With the commercial sensitivities involved, it is highly likely that there is some skew in who did not report. The banks all compete against each other and given my comment above about each specialising, some of the banks who are net buyers may not have trusted the LBMA process so declined to report, particularly if they are relatively smaller in size. Keep in mind all of the market makers were included and they are likely net SELLERs, (that's where the COMEX short position comes from and would show up on this survey as “client” sales).

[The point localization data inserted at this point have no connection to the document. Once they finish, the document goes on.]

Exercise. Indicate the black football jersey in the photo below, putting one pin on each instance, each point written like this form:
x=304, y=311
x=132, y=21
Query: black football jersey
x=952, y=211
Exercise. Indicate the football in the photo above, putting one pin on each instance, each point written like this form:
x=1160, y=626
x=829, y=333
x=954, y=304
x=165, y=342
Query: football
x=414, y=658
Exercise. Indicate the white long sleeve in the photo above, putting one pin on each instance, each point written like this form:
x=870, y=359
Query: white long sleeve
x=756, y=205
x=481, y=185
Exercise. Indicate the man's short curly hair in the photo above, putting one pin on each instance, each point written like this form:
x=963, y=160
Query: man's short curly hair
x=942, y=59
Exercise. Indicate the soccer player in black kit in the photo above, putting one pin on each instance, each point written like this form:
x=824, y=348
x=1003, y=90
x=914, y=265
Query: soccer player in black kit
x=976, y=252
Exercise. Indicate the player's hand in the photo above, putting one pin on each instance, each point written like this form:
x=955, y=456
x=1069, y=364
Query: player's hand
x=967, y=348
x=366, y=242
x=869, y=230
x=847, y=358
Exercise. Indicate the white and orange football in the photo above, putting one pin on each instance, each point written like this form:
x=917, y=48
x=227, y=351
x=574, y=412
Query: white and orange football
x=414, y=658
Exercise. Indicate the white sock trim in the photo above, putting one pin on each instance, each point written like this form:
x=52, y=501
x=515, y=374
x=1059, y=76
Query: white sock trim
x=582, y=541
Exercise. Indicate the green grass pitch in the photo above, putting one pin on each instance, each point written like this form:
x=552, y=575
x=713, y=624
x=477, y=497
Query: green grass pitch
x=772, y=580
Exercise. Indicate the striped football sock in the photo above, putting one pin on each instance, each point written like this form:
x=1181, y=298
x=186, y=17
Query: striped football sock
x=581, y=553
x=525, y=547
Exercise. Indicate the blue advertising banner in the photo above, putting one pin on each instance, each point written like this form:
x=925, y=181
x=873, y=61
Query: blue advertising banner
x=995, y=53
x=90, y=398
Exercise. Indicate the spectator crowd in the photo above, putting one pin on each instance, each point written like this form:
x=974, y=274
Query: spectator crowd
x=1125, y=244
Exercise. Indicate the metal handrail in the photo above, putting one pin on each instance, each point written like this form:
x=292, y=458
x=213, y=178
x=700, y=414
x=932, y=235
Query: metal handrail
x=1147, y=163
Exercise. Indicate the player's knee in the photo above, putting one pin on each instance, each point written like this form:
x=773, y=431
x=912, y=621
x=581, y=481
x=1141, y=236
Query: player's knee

I think burningfiat's explanation (July 2, 2012 3:27 AM) that "which 20 LBMA members choose not to participate in the survey? Speculation: Mostly the one's with secretive giant dip buying clients?" should also be considered as a valid point.

FOFOA: "we have three possibilities, one of which is true"

This is too dogmatic, I think it is more likely that we have three possibilities, ALL of which are true. Why can only one be a factor?

There is also a fourth factor. While I agree that the banks don't have a huge naked short position, they would have some long or short position at the end of Q1 2011. We need a guesstimate as to what sort of internal risk limit would be applied - that is how many ounces are they allowed to go short or long.

I think to get to the real net paper creation you have to take the 7,576 tonne difference and first remove for the effect of any skew in who did/didn’t report and factor in the “divide by 2” effect on that skew. You then need to take off any likely net long/short position. What is left needs to be explained. I am going to refine my model over the weekend with the objective of trying to remove these other factors.

I think the LBMA survey has given us an insight into the usually opaque gold market. Understanding what this survey is really saying is a work in progress. Any ideas/comments welcome.